Letters of credit have been around almost as long as commercial trade itself. However, in today’s digital world, letters of credit can be a cumbersome, expensive and time-consuming tool for facilitating a transaction. More importantly, letters of credit place a burden on your buyers at a time when you want a transaction to go as smoothly as possible.
Consider the following issues buyers can have with letters of credit:
- It is up to the buyer, not the seller, to obtain and pay for any letters of credit.

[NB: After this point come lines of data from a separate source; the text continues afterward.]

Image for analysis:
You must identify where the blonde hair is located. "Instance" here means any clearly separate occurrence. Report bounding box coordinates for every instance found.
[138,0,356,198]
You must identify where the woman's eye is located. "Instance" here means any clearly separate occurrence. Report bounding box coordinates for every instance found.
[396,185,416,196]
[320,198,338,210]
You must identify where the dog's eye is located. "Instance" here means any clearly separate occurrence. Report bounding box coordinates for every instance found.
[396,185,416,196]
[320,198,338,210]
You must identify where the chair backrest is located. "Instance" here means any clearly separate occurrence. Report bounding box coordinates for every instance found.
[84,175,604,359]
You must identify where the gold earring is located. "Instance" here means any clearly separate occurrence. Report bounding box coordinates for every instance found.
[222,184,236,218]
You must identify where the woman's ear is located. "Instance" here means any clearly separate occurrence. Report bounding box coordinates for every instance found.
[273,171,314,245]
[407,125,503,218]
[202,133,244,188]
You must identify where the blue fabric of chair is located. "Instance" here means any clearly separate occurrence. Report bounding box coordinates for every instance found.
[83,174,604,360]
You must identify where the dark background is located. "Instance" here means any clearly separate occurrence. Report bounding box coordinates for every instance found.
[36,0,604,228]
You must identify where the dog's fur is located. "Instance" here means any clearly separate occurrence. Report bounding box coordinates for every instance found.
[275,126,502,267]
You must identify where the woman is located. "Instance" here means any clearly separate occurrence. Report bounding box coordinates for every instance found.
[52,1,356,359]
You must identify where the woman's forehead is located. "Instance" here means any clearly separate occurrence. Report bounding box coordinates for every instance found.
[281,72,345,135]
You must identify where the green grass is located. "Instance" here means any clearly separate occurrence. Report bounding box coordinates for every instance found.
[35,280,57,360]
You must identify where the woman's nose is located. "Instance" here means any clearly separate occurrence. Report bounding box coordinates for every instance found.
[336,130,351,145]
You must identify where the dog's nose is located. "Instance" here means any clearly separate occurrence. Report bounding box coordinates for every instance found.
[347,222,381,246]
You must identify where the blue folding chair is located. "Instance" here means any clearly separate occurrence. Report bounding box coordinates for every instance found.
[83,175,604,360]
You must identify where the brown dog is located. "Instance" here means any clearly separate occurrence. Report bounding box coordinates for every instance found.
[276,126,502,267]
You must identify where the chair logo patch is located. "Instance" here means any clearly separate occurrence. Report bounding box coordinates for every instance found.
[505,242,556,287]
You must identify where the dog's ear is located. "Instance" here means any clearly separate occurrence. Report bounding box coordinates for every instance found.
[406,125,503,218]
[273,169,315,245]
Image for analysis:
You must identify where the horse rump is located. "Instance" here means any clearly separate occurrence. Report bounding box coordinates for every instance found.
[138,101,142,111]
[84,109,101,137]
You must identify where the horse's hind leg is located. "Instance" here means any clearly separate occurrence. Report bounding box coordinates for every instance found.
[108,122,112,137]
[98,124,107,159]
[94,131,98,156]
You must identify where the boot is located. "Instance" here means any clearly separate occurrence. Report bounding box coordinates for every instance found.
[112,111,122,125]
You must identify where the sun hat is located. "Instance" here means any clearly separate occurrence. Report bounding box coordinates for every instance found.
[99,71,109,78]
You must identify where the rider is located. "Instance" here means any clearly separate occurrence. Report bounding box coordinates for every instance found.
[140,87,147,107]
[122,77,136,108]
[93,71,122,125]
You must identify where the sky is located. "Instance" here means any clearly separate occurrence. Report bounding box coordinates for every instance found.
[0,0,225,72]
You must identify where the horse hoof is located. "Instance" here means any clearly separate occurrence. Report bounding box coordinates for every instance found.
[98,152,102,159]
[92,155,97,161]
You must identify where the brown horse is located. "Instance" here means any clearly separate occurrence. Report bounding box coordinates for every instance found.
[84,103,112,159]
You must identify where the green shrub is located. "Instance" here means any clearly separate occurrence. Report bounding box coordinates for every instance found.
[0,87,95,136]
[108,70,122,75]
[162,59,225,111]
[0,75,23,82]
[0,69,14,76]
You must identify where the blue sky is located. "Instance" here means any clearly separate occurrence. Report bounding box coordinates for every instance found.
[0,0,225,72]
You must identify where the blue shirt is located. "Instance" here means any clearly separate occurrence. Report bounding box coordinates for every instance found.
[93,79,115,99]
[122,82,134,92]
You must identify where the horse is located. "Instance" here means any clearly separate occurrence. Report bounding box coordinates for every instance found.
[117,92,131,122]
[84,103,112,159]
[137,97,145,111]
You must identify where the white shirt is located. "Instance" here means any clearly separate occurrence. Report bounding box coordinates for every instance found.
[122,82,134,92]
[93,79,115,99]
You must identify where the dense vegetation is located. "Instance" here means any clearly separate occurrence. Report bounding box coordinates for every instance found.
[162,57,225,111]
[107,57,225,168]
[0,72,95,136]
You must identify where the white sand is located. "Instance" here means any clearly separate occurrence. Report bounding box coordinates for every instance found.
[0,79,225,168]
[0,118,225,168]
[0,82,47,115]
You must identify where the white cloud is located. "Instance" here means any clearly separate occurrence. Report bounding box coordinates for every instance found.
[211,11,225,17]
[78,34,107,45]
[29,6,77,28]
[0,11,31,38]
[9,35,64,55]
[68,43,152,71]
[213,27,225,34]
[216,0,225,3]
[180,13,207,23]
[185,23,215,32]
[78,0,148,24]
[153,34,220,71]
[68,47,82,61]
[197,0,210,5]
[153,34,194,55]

- Buyers must obtain a letter of credit from their banks for every shipment.
- Letters of credit can tie up the buyer’s lines of credit with its bank.
- Even the smallest errors or problems with a letter of credit can cause a bank involved to refuse to issue payment once the shipment arrives.
Because of these drawbacks, buyers may resist using letters of credit, especially if they are used to dealing with open account terms that allow payment after they have received a shipment.
The Credit Insurance Alternative
Credit insurance can remove these burdens from buyers and simplify transactions. Using credit insurance, you can:
- Create the means for easy payment that does not impact buyers’ access to credit.
- Offer open terms and more aggressive credit limits to your customers.
- Eliminate the need for invoices or shipping documents, unless a buyer defaults on payment.
- Ensure that payment is based solely on compliance with the contract of sale.
- Pursue safe sales expansion and gain access to more working capital to recapture the cost of credit insurance.
Offer your customers the best payment terms and expand your business using credit insurance.